Although, the examples below are shown only for trie, they can be used for a DAWG in the same way.
Both Trie and DAWG support the same set of operations as shown in the above table. However, do read the section on 
"DAWG".

## Ways to build a Trie or a DAWG.

1. From an input list, set, or tuple of words.

```python
from lexpy.trie import Trie
trie = Trie()
input_words = [
    'ampyx', 'abuzz', 'athie', 'amato', 'aneto', 'aruba', 'arrow', 'agony', 'altai', 'alisa',
    'acorn', 'abhor', 'aurum', 'albay', 'arbil', 'albin', 'almug', 'artha', 'algin', 'auric',
    'sore', 'quilt', 'psychotic', 'eyes', 'cap', 'suit', 'tank', 'common', 'lonely', 'likeable'
    'language', 'shock', 'look', 'pet', 'dime', 'small' 'dusty', 'accept', 'nasty', 'thrill',
    'foot', 'steel'
]

trie.add_all(input_words) # You can pass any sequence types of a file like object here

print(trie.get_word_count())
40
```

2. Use the `build_trie_from_file()` method

```python
from lexpy.utils import build_trie_from_file
trie = build_trie_from_file('/path/to/file')

```

3. From a file-like object.
```python

from lexpy.trie import Trie

# Either
trie.add_all('/path/to/file.txt')

# Or
with open('/path/to/file.txt', 'r') as infile:
     trie.add_all(infile)

```

## Search

1. Check if exists using the `in` operator

```python
print('ampyx' in trie)
True
```

2. Prefix search

```python
print(trie.search_with_prefix('ab'))
['abhor', 'abuzz']
```

3. Wildcard search using `?` and `*`

`?` = 0 or 1 occurance of any character

`*` = 0 or more occurance of any character

```python
print(trie.search('a*o*'))
['amato', 'abhor', 'aneto', 'arrow', 'agony', 'acorn']

print(trie.search('su?t'))
['suit']
```

4. Search for similar words using the notion of Levenstien Distance(LD)

```python
print(trie.search_within_distance('arie', dist=2))
['athie', 'arbil', 'auric']
```

# Directed Acyclic Word Graph (DAWG)

>DAWG supports the same set of operations as a Trie.
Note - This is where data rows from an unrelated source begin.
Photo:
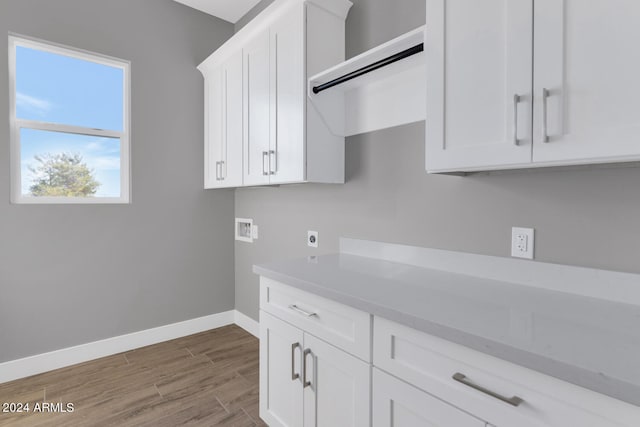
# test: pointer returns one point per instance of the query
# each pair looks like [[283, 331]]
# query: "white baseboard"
[[32, 365], [247, 323]]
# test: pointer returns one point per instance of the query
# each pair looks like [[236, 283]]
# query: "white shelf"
[[389, 96]]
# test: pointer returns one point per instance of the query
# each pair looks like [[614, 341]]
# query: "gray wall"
[[75, 274], [252, 14], [585, 217]]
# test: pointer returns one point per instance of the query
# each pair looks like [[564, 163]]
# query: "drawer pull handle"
[[301, 311], [294, 375], [461, 378], [305, 382]]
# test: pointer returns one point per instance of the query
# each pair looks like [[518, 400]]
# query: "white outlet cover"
[[522, 242], [312, 239], [243, 230]]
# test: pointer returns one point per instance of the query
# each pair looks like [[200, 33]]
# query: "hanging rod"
[[371, 67]]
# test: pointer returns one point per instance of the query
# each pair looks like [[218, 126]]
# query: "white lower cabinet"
[[305, 381], [280, 369], [317, 364], [398, 404]]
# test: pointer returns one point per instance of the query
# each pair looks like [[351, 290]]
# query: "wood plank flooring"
[[207, 379]]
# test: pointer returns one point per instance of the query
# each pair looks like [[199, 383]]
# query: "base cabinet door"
[[337, 386], [398, 404], [280, 372]]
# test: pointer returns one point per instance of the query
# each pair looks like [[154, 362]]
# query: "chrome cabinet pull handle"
[[275, 162], [461, 378], [301, 311], [545, 129], [516, 100], [305, 382], [265, 156], [294, 375]]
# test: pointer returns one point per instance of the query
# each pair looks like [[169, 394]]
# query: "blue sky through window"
[[102, 155], [59, 89]]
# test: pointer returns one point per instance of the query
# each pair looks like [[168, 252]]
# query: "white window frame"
[[16, 124]]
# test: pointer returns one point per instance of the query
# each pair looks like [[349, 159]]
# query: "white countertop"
[[587, 341]]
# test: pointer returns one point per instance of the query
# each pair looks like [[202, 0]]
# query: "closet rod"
[[371, 67]]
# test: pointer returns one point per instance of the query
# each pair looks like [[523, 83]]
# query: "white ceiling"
[[229, 10]]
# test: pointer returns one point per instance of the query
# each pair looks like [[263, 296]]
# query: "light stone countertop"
[[586, 341]]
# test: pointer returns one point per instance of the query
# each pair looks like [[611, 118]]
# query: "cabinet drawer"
[[430, 363], [341, 325], [396, 403]]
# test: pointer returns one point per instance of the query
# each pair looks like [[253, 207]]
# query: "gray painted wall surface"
[[75, 274], [585, 217], [252, 14]]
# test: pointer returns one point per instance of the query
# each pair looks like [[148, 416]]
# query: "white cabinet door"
[[479, 58], [338, 386], [230, 168], [287, 151], [397, 404], [280, 372], [223, 124], [586, 56], [256, 109], [213, 129]]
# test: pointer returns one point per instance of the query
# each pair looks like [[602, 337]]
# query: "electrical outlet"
[[244, 230], [312, 239], [522, 242]]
The difference is the number of nodes in a DAWG is always
less than or equal to the number of nodes in Trie. They both are Deterministic Finite State Automata. 
However, DAWG is a minimized version of the Trie DFA.
In a Trie, prefix redundancy is removed.
In a DAWG, both prefix and suffix redundancies are removed.

In the current implementation of DAWG, the insertion order of the words should be **alphabetical**.


```python
from lexpy.trie import Trie
from lexpy.dawg import DAWG

trie = Trie()
trie.add_all(['advantageous', 'courageous'])

dawg = DAWG()
dawg.add_all(['advantageous', 'courageous'])

len(trie) # Number of Nodes in Trie
23

dawg.reduce() # Perform DFA minimization. Call this every time a chunk of words are uploaded in DAWG.

len(dawg) # Number of nodes in DAWG
16

```


*Fun Facts* :
1. The 45-letter word pneumonoultramicroscopicsilicovolcanoconiosis is the longest English word that appears in a major dictionary.
So for all english words, the search time is bounded by O(45). 
2. The longest technical word(not in dictionary) is the name of a protein called as [titin](https://en.wikipedia.org/wiki/Titin). It has 189,819
letters and it is disputed whether it is a word.